#### Preparing Audio Files for CNN


For the cnn we want to input a the mel spectrograms of audio files, cropped to the first minute.

Spectrograms are a way to visually represent a signal's loudness, or amplitude, as it varies over time at different frequencies. The horizontal axis is time, the vertical axis is frequency, and the color is amplitude. It is calculated using the fast Fourier transform on short time windows of the signal and transforming the vertical axis (frequency) to log scale and the colored axis (amplitude) to decibals.

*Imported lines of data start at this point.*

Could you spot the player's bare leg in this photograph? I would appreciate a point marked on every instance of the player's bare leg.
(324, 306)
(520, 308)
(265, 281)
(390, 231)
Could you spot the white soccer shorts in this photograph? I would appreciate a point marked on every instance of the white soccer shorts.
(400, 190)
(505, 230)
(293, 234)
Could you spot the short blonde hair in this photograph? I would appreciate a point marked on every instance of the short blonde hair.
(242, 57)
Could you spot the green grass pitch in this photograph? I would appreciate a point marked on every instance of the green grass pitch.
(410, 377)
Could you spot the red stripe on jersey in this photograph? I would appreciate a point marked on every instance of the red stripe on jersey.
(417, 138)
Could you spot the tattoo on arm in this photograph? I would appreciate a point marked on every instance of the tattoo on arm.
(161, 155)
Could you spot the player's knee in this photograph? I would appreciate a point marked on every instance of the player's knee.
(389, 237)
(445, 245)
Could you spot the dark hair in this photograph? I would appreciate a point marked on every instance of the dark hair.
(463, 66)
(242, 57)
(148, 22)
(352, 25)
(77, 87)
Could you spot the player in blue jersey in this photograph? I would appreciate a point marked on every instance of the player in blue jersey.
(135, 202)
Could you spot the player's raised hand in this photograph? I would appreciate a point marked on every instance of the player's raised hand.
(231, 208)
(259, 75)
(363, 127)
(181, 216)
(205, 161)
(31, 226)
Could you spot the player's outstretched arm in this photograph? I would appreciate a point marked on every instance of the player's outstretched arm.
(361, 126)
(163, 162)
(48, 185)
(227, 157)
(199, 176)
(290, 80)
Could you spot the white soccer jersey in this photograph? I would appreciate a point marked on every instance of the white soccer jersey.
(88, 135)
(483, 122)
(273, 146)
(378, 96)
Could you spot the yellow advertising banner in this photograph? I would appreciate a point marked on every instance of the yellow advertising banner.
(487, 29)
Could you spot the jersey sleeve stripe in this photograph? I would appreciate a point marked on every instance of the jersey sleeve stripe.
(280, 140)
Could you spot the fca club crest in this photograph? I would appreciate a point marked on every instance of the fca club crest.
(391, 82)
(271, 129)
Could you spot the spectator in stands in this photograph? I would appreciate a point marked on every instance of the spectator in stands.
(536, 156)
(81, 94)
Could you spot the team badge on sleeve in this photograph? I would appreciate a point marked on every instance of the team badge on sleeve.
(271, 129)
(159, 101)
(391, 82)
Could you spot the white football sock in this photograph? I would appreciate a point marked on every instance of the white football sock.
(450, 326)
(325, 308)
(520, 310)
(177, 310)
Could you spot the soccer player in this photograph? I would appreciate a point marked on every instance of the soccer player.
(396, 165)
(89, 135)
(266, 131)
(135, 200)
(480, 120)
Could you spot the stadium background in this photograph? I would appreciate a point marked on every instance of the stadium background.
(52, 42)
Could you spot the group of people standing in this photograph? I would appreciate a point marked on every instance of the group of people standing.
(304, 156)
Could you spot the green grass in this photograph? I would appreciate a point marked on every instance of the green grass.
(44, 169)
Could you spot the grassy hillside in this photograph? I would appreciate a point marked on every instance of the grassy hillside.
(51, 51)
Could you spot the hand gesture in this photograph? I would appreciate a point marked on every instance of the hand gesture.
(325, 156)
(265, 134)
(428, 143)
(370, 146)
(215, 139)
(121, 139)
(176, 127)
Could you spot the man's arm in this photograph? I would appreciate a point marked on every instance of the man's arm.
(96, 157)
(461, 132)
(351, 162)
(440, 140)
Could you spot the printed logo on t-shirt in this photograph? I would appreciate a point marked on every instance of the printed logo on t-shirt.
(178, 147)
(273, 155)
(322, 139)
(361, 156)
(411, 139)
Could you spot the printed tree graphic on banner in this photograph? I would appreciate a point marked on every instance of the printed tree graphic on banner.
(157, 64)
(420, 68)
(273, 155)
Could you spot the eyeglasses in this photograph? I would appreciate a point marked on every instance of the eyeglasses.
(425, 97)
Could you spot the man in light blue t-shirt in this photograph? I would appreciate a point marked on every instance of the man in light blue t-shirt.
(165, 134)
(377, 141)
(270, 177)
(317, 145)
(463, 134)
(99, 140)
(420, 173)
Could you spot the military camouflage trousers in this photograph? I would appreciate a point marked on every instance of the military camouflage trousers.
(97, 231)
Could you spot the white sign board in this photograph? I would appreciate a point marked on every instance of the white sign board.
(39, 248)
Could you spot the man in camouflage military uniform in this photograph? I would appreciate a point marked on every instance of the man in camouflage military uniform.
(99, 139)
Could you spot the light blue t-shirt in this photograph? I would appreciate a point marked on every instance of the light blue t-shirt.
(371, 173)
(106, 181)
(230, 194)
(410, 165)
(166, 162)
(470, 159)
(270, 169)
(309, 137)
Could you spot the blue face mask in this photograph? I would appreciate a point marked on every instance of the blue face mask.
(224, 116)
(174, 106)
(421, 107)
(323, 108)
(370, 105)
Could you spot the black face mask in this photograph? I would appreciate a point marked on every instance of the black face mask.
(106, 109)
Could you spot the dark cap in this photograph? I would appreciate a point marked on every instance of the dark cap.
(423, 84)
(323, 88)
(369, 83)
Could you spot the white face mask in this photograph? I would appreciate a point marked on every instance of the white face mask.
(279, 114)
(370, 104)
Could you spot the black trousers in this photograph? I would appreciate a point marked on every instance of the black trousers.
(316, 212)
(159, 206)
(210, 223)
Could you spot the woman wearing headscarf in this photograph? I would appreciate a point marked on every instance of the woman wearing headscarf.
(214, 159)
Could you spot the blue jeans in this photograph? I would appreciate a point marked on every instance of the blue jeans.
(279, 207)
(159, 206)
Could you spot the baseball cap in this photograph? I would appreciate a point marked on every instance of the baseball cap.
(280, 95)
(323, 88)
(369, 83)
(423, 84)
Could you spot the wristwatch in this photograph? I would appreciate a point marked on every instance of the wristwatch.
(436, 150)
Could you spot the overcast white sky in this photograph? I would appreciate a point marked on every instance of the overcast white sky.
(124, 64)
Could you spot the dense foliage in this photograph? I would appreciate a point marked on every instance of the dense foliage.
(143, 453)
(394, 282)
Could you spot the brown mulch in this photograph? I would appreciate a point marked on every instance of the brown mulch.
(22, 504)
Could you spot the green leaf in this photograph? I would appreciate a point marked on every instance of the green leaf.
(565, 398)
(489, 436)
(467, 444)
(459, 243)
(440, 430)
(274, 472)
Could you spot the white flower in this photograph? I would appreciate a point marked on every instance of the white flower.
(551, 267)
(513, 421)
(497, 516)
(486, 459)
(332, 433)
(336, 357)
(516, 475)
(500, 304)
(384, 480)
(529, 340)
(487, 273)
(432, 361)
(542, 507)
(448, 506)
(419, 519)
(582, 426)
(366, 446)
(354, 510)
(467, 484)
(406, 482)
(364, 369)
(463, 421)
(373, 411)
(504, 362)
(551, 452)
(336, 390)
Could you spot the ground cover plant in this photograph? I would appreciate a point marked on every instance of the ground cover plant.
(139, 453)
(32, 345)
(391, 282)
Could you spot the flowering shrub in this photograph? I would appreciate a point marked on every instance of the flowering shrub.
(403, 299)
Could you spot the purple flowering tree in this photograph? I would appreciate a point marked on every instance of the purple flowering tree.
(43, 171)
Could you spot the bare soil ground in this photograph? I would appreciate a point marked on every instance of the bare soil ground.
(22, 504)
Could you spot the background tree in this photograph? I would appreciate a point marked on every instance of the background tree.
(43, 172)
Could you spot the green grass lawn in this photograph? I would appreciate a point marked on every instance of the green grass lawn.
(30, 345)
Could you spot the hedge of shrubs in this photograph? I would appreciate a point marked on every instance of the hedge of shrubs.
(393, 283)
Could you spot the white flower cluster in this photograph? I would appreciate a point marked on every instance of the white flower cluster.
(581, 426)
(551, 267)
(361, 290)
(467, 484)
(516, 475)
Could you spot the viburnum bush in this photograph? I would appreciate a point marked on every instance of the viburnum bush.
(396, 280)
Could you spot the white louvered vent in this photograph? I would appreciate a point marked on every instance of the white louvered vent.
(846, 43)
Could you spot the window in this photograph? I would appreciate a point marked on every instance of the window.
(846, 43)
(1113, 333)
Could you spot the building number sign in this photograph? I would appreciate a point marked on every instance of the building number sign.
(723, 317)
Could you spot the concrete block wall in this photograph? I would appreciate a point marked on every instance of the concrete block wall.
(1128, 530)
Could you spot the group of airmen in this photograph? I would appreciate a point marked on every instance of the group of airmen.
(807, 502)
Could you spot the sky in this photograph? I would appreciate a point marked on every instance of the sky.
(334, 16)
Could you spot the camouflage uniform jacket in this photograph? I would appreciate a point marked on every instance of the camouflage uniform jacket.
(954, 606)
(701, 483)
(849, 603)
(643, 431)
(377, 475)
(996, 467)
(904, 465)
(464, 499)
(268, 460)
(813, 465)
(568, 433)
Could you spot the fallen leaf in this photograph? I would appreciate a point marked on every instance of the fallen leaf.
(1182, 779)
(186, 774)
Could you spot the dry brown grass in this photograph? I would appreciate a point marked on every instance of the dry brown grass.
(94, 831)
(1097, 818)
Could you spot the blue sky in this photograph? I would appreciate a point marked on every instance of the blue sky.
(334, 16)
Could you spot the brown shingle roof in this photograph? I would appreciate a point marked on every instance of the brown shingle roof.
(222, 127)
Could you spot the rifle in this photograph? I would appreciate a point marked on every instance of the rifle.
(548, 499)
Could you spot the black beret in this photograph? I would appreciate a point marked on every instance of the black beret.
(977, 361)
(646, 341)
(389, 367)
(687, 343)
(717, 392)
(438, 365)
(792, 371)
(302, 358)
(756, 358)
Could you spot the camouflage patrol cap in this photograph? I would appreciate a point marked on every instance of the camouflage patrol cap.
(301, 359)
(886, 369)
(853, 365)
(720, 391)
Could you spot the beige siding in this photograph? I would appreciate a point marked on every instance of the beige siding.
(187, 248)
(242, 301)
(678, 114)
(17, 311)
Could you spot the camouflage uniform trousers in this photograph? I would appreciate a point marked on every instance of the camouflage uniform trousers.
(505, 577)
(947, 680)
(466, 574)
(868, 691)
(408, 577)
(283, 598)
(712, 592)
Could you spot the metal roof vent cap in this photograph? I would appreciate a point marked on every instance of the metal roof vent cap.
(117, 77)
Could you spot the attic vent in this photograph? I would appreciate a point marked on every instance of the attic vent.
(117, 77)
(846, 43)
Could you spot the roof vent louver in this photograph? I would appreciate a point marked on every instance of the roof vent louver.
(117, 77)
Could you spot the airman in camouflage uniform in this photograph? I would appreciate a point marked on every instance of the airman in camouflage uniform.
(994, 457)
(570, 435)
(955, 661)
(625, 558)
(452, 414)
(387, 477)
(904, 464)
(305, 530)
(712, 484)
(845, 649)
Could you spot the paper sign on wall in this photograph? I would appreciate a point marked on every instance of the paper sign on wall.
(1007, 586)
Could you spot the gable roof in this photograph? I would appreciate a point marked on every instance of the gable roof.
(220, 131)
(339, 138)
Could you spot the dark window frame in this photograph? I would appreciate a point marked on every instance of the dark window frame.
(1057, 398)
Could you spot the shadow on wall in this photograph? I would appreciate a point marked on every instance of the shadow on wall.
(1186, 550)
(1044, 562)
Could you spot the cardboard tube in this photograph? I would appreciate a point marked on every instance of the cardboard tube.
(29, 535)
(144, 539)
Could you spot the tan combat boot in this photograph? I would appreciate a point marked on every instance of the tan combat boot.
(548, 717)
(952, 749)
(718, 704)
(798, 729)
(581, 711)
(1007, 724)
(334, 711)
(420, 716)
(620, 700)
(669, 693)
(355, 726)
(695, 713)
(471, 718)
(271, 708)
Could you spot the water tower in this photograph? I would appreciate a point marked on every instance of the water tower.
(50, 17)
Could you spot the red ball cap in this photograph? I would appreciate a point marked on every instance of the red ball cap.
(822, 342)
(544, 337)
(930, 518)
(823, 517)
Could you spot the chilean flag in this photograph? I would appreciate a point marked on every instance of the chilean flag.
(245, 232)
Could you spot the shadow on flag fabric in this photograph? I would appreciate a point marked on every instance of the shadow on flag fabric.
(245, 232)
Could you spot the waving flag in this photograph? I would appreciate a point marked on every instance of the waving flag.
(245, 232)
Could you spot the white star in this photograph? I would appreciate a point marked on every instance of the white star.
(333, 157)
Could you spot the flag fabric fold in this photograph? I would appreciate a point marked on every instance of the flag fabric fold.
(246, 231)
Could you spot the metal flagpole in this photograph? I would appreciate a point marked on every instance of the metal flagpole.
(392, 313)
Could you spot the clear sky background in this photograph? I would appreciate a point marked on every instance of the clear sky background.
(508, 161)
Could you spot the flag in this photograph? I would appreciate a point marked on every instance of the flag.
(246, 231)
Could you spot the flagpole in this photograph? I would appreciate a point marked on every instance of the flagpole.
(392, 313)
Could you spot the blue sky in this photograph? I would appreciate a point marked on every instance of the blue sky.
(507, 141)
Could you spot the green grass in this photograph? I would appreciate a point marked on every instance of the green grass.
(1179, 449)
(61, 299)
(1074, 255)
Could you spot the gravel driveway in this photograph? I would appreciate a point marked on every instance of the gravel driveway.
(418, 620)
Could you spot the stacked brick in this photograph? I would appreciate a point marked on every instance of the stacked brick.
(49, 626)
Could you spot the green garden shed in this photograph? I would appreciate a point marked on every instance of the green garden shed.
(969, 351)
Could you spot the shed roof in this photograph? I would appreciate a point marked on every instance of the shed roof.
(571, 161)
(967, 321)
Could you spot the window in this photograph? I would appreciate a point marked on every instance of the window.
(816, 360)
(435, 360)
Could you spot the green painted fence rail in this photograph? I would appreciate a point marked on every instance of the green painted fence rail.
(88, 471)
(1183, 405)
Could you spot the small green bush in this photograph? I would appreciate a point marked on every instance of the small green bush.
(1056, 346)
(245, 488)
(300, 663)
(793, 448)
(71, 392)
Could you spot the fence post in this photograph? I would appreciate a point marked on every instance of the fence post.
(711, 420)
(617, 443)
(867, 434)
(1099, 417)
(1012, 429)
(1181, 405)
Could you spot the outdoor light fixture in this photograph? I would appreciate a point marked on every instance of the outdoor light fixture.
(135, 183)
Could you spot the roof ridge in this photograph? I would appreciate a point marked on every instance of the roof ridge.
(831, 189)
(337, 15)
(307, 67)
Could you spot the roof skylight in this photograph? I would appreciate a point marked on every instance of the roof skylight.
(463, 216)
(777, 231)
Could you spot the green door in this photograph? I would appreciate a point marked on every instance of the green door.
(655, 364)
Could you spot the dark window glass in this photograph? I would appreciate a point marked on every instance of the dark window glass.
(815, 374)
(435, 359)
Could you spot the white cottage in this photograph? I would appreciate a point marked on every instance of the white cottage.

Now, what about the "mel" part? Humans are better at detecting differences in lower frequencies than higher frequencies. The mel scale transforms the frequency scale such that sounds at equal distances from each other also sound equal in distance. A mel spectrogram is a spectrogram where the frequencies are converted to the mel scale.


### Toy Example


In [None]:
import warnings
import IPython.display as ipd
import matplotlib.pyplot as plt
import librosa.display
import numpy as np
import pandas as pd
import os
import librosa
import sys
sys.path.append('..')
warnings.filterwarnings('ignore')

In [None]:
audio_directory = "../data/track_downloads/"
example_audio_path = audio_directory + "7ya7Jv4hJ9W0Baz7h9nL7E.wav"
sampling_rate = 22050

### Extracting an Audio Signal

A signal is a variation in a quantity over time. For audio, the quantity that varies is air pressure. We can represent a signal digitally by taking samples of the air pressure over time. We are left with a waveform for the signal. Librosa is a python library that allows us to extract waveforms from audio files along with several other features. This is the primary package that will be used for this project.


In [None]:
# Extracting the wave, "y", and sampling rate, "sr", of the audio file (first sixty seconds)
y, sr = librosa.load(example_audio_path, sr=sampling_rate,
                     mono=True, duration=60)
print(f"sampling rate: {sr}, wave shape: {y.shape}")

In [None]:
# Plotting the wave
plt.plot(y)
plt.title('Signal')
plt.xlabel('Time (samples)')
plt.ylabel('Amplitude')

### Mel Spectrograms

Spectrograms are a way to visually represent a signal's loudness, or amplitude, as it varies over time at different frequencies. The horizontal axis is time, the vertical axis is frequency, and the color is amplitude. It is calculated using the fast Fourier transform on short time windows of the signal and transforming the vertical axis (frequency) to log scale and the colored axis (amplitude) to decibals. Now, what about the "mel" part? Humans are better at detecting differences in lower frequencies than higher frequencies. The mel scale transforms the frequency scale such that sounds at equal distances from each other also sound equal in distance. A mel spectrogram is a spectrogram where the frequencies are converted to the mel scale.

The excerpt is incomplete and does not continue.